16th Governor of West Florida
- In office 26 May 1818 – 4 February 1819
- Preceded by: José Masot
- Succeeded by: José María Callava

Personal details
- Born: Unknown Delaware
- Died: January 1, 1826 Mobile County, Alabama
- Profession: Military and Political

= William King (West Florida governor) =

American governor, West Florida (d. 1926)

William King (died January 1, 1826) was an American army officer who was military governor of West Florida from May 26, 1818 to February 4, 1819. He was appointed to the position by Andrew Jackson, who led the American occupation of Spanish West Florida during the First Seminole War.

==Biography==
William King was born in Delaware in the late 18th century. He was commissioned as a second lieutenant of the United States Army in May 1808. In February 1812 he was sent by Lt. Col. Zebulon Montgomery Pike to negotiate with the Spanish commander Bernardo Montero about a joint U.S.–Spanish mission to clear "banditti" out of the Neutral Ground around the Sabine River; Montero declined as he said he was not authorized for such a campaign.

King served in the War of 1812. King was promoted to colonel in 1813.

King wrote to Daniel Parker in August 1817 asking if it was true that a war against the Seminoles was impending; according to historian Samuel J. Watson, "his main concern was that it be conducted after the hot season to minimize casualties to disease." King was a man of the Jacksonian school in that he advocated that invasion by the Americans, whether the site of invasion be Texas or Florida, prevented "ineffectual Spanish rule" from being replaced by "Indian war, illegal slave trading...or freebooters preying on American commerce." The Georgia Patriots who sought to liberate Florida for the benefit of the United States wrote to him in 1817 asking him for weapons. King replied that such action by the Georgians would be unlikely to meet "the approbation of my superiors" but he simultaneously argued that to "permit the Star Spangled Banner to wave o'er the works of the Barrancas & St. Augustine & the Troops of the U.S. to occupy those post subject to the further arrangements of the two governments." Per Watson on extracurricular filibustering by the U.S. Army during this period, "Even though he sympathized with Jesup, encouraged Gaines, and ordered to concentrate the Fourth Infantry Regiment where it could join the Seventh 'towards' Pensacola, Jackson wanted to avoid upsetting President-elect Monroe, whom he expected to support future expansionist action."

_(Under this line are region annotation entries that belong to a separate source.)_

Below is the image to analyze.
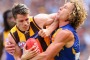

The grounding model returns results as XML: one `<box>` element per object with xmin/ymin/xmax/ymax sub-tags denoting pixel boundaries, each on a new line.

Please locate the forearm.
<box><xmin>47</xmin><ymin>20</ymin><xmax>58</xmax><ymax>34</ymax></box>
<box><xmin>44</xmin><ymin>43</ymin><xmax>64</xmax><ymax>60</ymax></box>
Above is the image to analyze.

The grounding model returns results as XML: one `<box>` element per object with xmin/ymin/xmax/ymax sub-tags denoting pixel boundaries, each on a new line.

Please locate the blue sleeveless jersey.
<box><xmin>55</xmin><ymin>24</ymin><xmax>80</xmax><ymax>60</ymax></box>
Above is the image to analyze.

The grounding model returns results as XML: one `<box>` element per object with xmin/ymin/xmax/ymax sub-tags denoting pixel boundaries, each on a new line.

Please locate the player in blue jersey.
<box><xmin>28</xmin><ymin>0</ymin><xmax>86</xmax><ymax>60</ymax></box>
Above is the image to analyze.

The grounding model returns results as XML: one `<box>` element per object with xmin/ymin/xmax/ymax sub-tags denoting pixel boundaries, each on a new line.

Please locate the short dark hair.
<box><xmin>12</xmin><ymin>4</ymin><xmax>29</xmax><ymax>18</ymax></box>
<box><xmin>3</xmin><ymin>10</ymin><xmax>12</xmax><ymax>31</ymax></box>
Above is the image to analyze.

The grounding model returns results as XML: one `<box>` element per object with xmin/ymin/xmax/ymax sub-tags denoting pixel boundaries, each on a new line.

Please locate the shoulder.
<box><xmin>10</xmin><ymin>25</ymin><xmax>17</xmax><ymax>33</ymax></box>
<box><xmin>34</xmin><ymin>13</ymin><xmax>56</xmax><ymax>20</ymax></box>
<box><xmin>56</xmin><ymin>29</ymin><xmax>74</xmax><ymax>41</ymax></box>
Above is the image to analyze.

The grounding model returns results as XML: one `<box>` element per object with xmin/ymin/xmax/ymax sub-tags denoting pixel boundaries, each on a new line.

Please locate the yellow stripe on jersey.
<box><xmin>17</xmin><ymin>29</ymin><xmax>26</xmax><ymax>42</ymax></box>
<box><xmin>52</xmin><ymin>28</ymin><xmax>62</xmax><ymax>42</ymax></box>
<box><xmin>29</xmin><ymin>27</ymin><xmax>34</xmax><ymax>36</ymax></box>
<box><xmin>72</xmin><ymin>48</ymin><xmax>76</xmax><ymax>54</ymax></box>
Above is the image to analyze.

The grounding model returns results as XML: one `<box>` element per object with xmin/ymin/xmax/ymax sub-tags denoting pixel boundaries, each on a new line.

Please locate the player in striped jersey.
<box><xmin>5</xmin><ymin>4</ymin><xmax>58</xmax><ymax>60</ymax></box>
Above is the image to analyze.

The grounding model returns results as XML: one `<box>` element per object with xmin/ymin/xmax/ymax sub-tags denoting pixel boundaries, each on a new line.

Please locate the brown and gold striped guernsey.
<box><xmin>10</xmin><ymin>17</ymin><xmax>50</xmax><ymax>51</ymax></box>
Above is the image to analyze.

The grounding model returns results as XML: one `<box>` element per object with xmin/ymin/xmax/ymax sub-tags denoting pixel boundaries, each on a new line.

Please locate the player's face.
<box><xmin>7</xmin><ymin>12</ymin><xmax>15</xmax><ymax>27</ymax></box>
<box><xmin>16</xmin><ymin>14</ymin><xmax>30</xmax><ymax>31</ymax></box>
<box><xmin>58</xmin><ymin>2</ymin><xmax>74</xmax><ymax>20</ymax></box>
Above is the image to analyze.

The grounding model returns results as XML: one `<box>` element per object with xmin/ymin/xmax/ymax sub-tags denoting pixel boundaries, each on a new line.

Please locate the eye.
<box><xmin>64</xmin><ymin>6</ymin><xmax>67</xmax><ymax>9</ymax></box>
<box><xmin>19</xmin><ymin>20</ymin><xmax>23</xmax><ymax>22</ymax></box>
<box><xmin>26</xmin><ymin>18</ymin><xmax>29</xmax><ymax>21</ymax></box>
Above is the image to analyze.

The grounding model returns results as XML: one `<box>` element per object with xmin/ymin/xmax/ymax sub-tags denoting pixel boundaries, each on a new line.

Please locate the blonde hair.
<box><xmin>68</xmin><ymin>0</ymin><xmax>87</xmax><ymax>29</ymax></box>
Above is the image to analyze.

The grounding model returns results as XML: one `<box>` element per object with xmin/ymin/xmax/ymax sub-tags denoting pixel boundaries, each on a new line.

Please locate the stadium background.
<box><xmin>0</xmin><ymin>0</ymin><xmax>90</xmax><ymax>60</ymax></box>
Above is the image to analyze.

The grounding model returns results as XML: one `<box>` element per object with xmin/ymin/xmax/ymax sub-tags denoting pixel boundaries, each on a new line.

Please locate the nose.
<box><xmin>59</xmin><ymin>7</ymin><xmax>63</xmax><ymax>10</ymax></box>
<box><xmin>24</xmin><ymin>21</ymin><xmax>28</xmax><ymax>26</ymax></box>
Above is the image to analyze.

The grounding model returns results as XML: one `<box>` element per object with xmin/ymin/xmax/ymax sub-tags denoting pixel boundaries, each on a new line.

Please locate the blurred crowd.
<box><xmin>0</xmin><ymin>0</ymin><xmax>90</xmax><ymax>60</ymax></box>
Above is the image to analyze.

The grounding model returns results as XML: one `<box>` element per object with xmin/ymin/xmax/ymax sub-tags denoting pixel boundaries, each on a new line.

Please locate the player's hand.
<box><xmin>30</xmin><ymin>52</ymin><xmax>47</xmax><ymax>60</ymax></box>
<box><xmin>38</xmin><ymin>29</ymin><xmax>51</xmax><ymax>37</ymax></box>
<box><xmin>5</xmin><ymin>41</ymin><xmax>15</xmax><ymax>55</ymax></box>
<box><xmin>21</xmin><ymin>45</ymin><xmax>40</xmax><ymax>60</ymax></box>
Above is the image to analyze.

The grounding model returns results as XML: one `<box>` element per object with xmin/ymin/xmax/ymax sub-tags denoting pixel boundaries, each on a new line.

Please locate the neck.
<box><xmin>59</xmin><ymin>20</ymin><xmax>69</xmax><ymax>27</ymax></box>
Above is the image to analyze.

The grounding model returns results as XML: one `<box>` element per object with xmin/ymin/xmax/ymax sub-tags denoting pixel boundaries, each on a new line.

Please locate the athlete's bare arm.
<box><xmin>5</xmin><ymin>34</ymin><xmax>21</xmax><ymax>60</ymax></box>
<box><xmin>32</xmin><ymin>30</ymin><xmax>74</xmax><ymax>60</ymax></box>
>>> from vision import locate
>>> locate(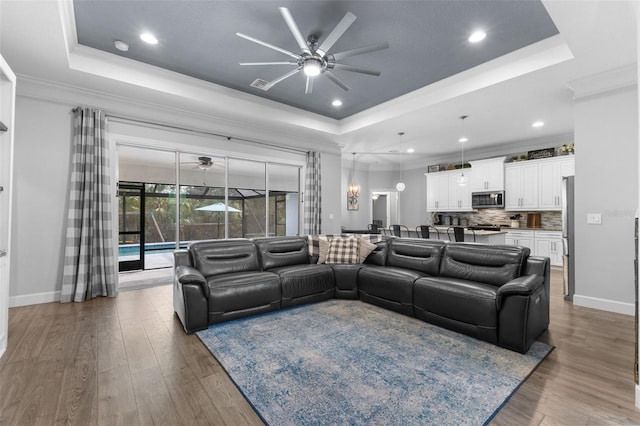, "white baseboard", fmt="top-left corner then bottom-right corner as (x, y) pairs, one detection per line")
(9, 290), (60, 308)
(573, 294), (636, 315)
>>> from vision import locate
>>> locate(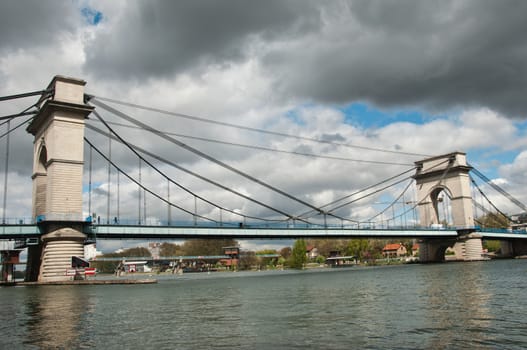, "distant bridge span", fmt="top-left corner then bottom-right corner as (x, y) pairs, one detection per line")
(4, 224), (527, 239)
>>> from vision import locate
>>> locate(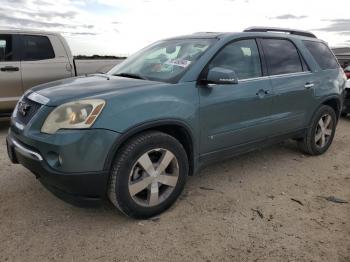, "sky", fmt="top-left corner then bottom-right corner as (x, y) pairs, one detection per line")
(0, 0), (350, 55)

He led the 4th Infantry Regiment under Andrew Jackson during the First Seminole War. He was with Jackson during his controversial 1818 invasion of the Spanish colony of West Florida and the occupation of Pensacola.

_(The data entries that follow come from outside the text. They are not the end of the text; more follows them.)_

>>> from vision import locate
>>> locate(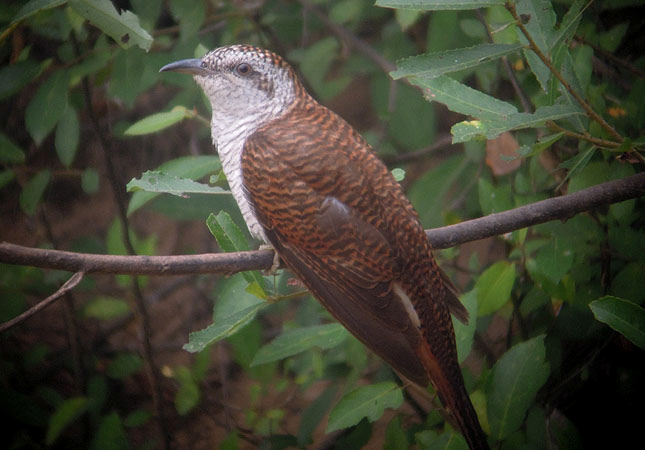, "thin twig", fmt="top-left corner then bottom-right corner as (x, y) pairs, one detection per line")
(475, 9), (533, 113)
(546, 120), (620, 149)
(382, 134), (452, 164)
(574, 36), (645, 80)
(0, 172), (645, 275)
(77, 39), (171, 450)
(0, 272), (85, 333)
(506, 1), (624, 142)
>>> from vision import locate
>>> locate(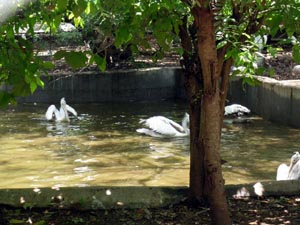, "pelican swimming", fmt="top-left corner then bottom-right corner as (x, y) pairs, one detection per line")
(276, 152), (300, 180)
(45, 98), (77, 122)
(136, 113), (190, 137)
(224, 104), (250, 116)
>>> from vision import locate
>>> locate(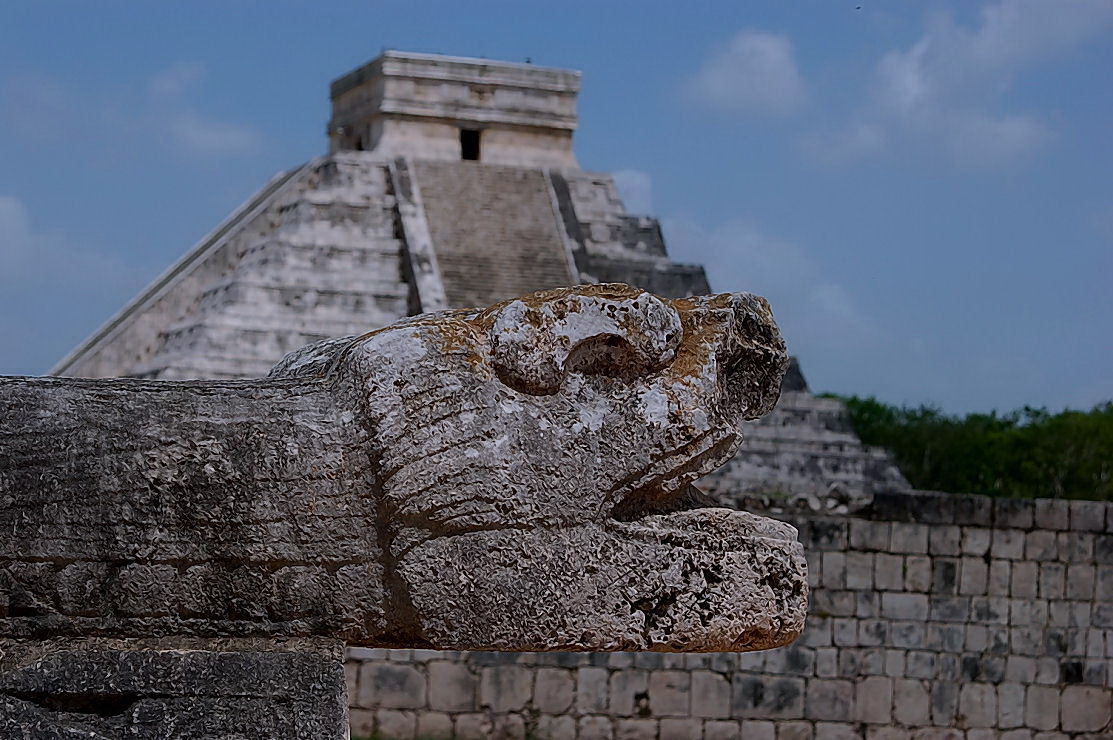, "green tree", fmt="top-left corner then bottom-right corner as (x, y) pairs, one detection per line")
(840, 396), (1113, 500)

According to a directory of officers published 1818, he was colonel commanding the 8th department of Alabama, stationed at Pensacola.

Following Governor José Masot's surrender on May 23, Jackson appointed King military governor of West Florida on May 26. Jackson interpreted Masot's terms of surrender as giving the United States control over the entirety of West Florida.

As military governor, King was charged with upholding Spanish law in the colony, overseeing Spanish property, and caring for soldiers wounded in Jackson's campaign. After Jackson's departure from Florida on May 29, he also oversaw the dispersal of the Tennessee and Kentucky militia. However, Jackson's invasion of Florida threatened to derail the Adams–Onís Treaty, by which the United States hoped to acquire Spanish Florida, and the James Monroe administration wanted West Florida restored to Spanish control. King served in his post until he was relieved by Edmund P. Gaines on orders from U.S. Secretary of War John C. Calhoun. He was succeeded by José María Callava, West Florida's final Spanish governor.

King was apparently court-martialled, at Montpelier, Alabama, in February 1820 by judge advocate Stockley D. Hays and "suspended from all rank, pay and emoluments for the space of five years." The Army Register states that King was honorably discharged from the Army in June 1821, and died in January 1826. Obituaries published in New Orleans papers reported that he died at his home near Mobile, Alabama, on January 1, 1826, and was buried in Mobile with military honors on January 2.

Fort King, constructed in 1827, was named in honor of King.